Ni siquiera el doctor Ellis.
Leo permanecía inmóvil frente al monitor, observando aquella diminuta silueta que apenas comenzaba a parecer un ser humano.
Entonces ocurrió algo que jamás había sucedido.
Con una lentitud casi imperceptible, levantó la mano.
—¿Puedo?
El médico miró a Chloe.
Ella asintió.
Leo apoyó la palma sobre el vientre cubierto por el gel frío.
Sus dedos, capaces de firmar contratos que movían millones de dólares y de condenar empresas enteras con una sola llamada telefónica, temblaron apenas al sentir el calor de su piel.
No dijo una palabra.
Pero Chloe alcanzó a ver algo que nunca creyó posible.
Miedo.
No el miedo de un hombre perseguido por enemigos.
Era el miedo de alguien que, por primera vez en su vida, tenía algo que realmente podía perder.
—Está creciendo perfectamente —explicó el doctor Ellis—. Todo indica que el embarazo evoluciona de forma saludable.
Leo continuó mirando la pantalla.
—¿Ya puede oír?
—Todavía es muy pronto para responder claramente a sonidos externos, pero sí percibe vibraciones y la voz de su madre.
El silencio volvió a instalarse.
Finalmente Leo retiró la mano.
—Refuerza la seguridad de la clínica.
El médico parpadeó.
—¿Perdón?
—Quiero dos equipos adicionales. Revisiones completas del personal. Ningún empleado nuevo sin investigación previa.
—Señor Moretti… nadie sabe que ella está aquí.
Leo respondió sin apartar la vista del monitor.
—Eso espero.
Pero nunca construyo mi seguridad sobre esperanzas.
Mientras tanto, al otro lado de Manhattan, Bradley terminaba su café.
Su acompañante dejó la taza sobre el plato.
—¿Quién era esa mujer?
—¿Chloe?
Él soltó una sonrisa despreocupada.
—Mi ex.
—Parecía triste.
Bradley se encogió de hombros.
—Siempre fue demasiado sensible.
Sacó el teléfono para revisar sus correos.
Entonces apareció una notificación.
Cliente: Moretti Capital Holdings.
Su sonrisa desapareció.
La empresa de Bradley llevaba casi ocho meses intentando cerrar un contrato inmobiliario con una de las compañías relacionadas con Leo Moretti.
Era el negocio más importante de toda su carrera.
Abrió el correo.
Solo contenía una línea.
La reunión de mañana queda cancelada indefinidamente.
Bradley frunció el ceño.
—Qué extraño…
Antes de que pudiera pensar demasiado, sonó otra llamada.
Era su director financiero.
—Bradley, tenemos un problema.
—¿Qué ocurre?
—Tres inversionistas retiraron su participación hace menos de diez minutos.
—¿Por qué?
Del otro lado hubo unos segundos de silencio.
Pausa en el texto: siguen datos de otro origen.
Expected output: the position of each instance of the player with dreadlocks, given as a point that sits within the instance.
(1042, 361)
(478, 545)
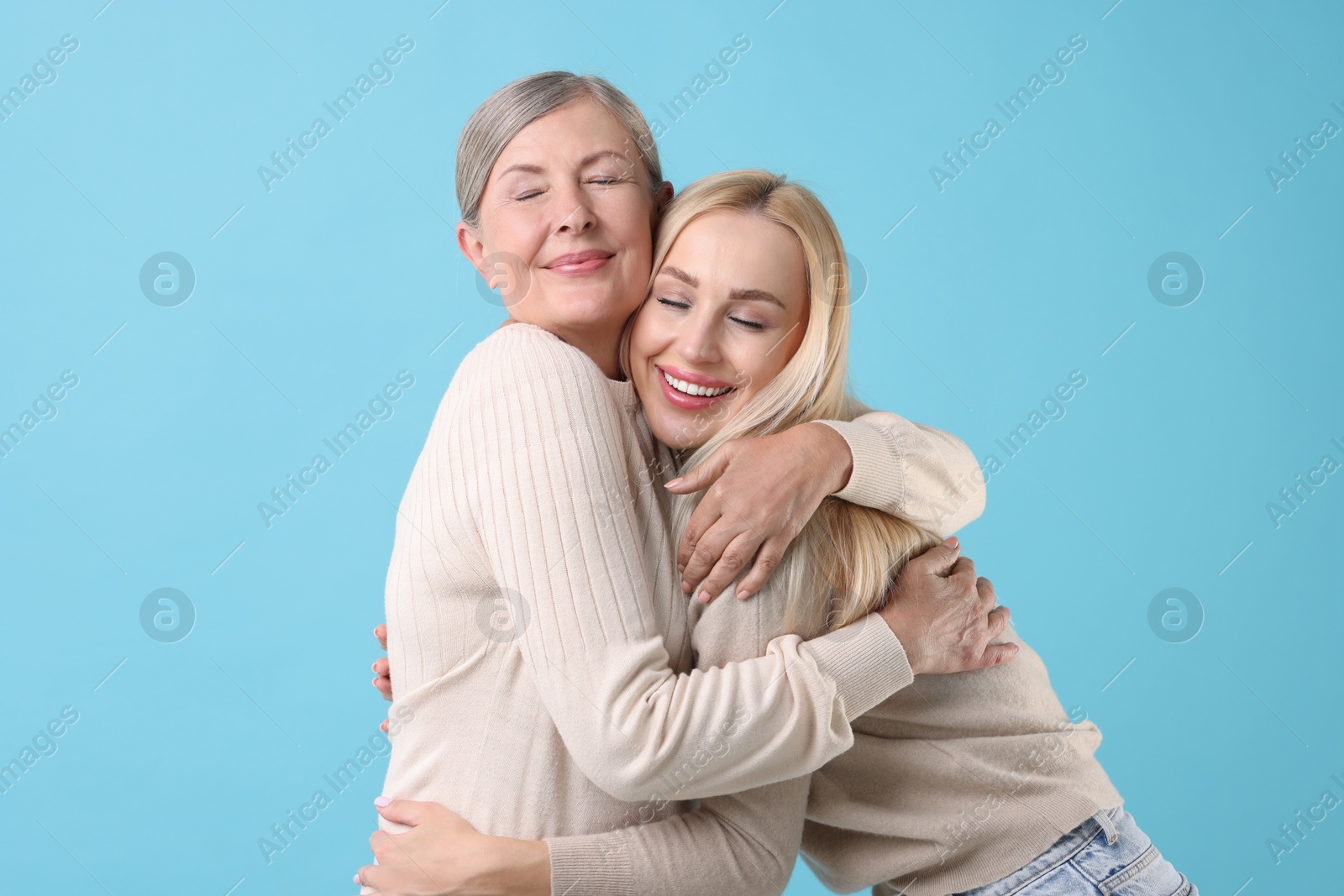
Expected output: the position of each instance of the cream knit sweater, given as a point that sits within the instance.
(541, 645)
(952, 783)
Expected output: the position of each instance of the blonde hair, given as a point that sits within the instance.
(519, 103)
(844, 560)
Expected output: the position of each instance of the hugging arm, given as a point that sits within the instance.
(739, 844)
(763, 490)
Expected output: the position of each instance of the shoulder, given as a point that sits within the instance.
(528, 382)
(521, 352)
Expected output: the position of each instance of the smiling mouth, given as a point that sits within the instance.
(690, 389)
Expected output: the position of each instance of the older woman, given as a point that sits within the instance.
(541, 642)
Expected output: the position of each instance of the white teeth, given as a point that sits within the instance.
(682, 385)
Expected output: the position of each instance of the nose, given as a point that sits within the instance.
(575, 210)
(699, 342)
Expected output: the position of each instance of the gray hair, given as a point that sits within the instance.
(519, 103)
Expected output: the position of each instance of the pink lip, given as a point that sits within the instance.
(691, 402)
(584, 262)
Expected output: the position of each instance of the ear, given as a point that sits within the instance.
(470, 242)
(662, 196)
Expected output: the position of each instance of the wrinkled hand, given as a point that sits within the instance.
(944, 616)
(444, 856)
(761, 493)
(382, 672)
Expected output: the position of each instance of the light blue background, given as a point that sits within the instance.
(315, 295)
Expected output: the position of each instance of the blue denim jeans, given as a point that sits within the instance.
(1105, 856)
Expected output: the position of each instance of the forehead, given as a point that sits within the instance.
(570, 136)
(738, 251)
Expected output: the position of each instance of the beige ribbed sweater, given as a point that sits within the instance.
(541, 645)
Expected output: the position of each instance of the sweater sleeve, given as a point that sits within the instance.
(911, 470)
(738, 846)
(538, 438)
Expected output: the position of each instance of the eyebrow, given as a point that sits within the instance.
(588, 160)
(737, 295)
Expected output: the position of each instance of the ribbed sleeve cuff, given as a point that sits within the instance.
(875, 461)
(864, 660)
(591, 866)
—No lo dicen… pero todos hicieron la misma pregunta.
—¿Cuál?
—Si seguimos teniendo una buena relación con Leo Moretti.
Bradley sintió un escalofrío recorrerle la espalda.
Nunca había conocido personalmente al hombre.
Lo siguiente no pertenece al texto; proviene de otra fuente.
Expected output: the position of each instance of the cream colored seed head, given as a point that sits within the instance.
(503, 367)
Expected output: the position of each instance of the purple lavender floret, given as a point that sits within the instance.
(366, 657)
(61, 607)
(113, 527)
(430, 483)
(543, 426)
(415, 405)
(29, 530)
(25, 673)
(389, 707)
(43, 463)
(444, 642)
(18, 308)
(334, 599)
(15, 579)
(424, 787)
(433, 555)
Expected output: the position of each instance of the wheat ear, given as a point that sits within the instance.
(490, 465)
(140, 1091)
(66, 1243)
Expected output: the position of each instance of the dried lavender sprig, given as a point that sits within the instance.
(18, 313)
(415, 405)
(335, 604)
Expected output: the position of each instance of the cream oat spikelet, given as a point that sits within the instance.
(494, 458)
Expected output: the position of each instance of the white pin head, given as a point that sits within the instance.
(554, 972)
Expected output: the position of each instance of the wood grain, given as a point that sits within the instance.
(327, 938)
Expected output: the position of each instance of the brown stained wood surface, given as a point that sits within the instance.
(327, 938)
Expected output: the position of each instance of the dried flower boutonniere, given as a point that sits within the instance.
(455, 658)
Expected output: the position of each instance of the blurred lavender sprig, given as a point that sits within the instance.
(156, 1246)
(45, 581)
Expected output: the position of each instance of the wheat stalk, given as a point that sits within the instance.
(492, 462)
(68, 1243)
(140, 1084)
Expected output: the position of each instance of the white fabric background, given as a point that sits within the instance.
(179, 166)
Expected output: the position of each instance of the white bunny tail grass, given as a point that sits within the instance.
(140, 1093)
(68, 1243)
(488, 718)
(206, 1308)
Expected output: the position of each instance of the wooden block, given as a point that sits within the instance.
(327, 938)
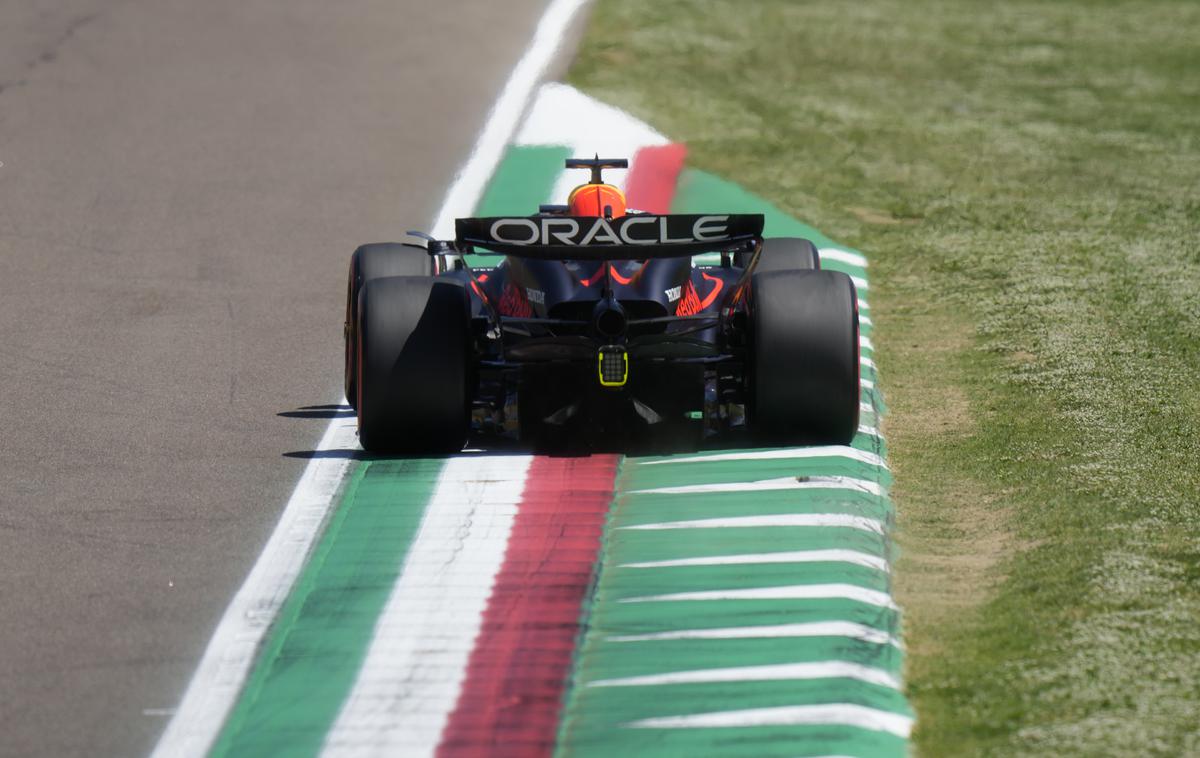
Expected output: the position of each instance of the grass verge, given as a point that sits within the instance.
(1026, 179)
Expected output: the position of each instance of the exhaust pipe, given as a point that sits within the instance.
(609, 319)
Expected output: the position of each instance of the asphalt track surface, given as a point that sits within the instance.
(181, 186)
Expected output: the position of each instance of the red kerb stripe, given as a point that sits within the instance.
(653, 174)
(510, 699)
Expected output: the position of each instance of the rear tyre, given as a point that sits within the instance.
(803, 365)
(784, 254)
(414, 365)
(372, 262)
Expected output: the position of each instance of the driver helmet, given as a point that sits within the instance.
(594, 199)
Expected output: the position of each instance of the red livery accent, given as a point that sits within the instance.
(514, 301)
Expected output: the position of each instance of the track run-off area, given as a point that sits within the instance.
(726, 602)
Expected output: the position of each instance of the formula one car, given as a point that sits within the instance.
(595, 329)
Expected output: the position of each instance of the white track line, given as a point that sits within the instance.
(792, 591)
(833, 253)
(763, 485)
(778, 519)
(835, 714)
(775, 672)
(226, 662)
(850, 630)
(505, 115)
(785, 453)
(426, 631)
(790, 557)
Ni siquiera estaba seguro de que Leo supiera quién era.
Entonces, ¿por qué su nombre acababa de aparecer exactamente después de encontrarse con Chloe?
En ese mismo instante, dentro de la clínica, el doctor terminó la revisión.
Chloe se incorporó lentamente.
Leo tomó una toalla y, con una delicadeza que habría resultado inimaginable para cualquiera que lo conociera, limpió el resto del gel de su vientre.
Fue un gesto breve.
Silencioso.
Protector.

El doctor Ellis observó la escena sin atreverse a intervenir.
Porque comprendió algo que muy pocos hombres en Nueva York llegarían a descubrir.
Leo Moretti ya no estaba protegiendo un acuerdo.
Estaba protegiendo a su familia.
Y cualquiera que volviera a hacer llorar a la madre de su hijo… estaba a punto de convertirse en el peor error de su propia vida.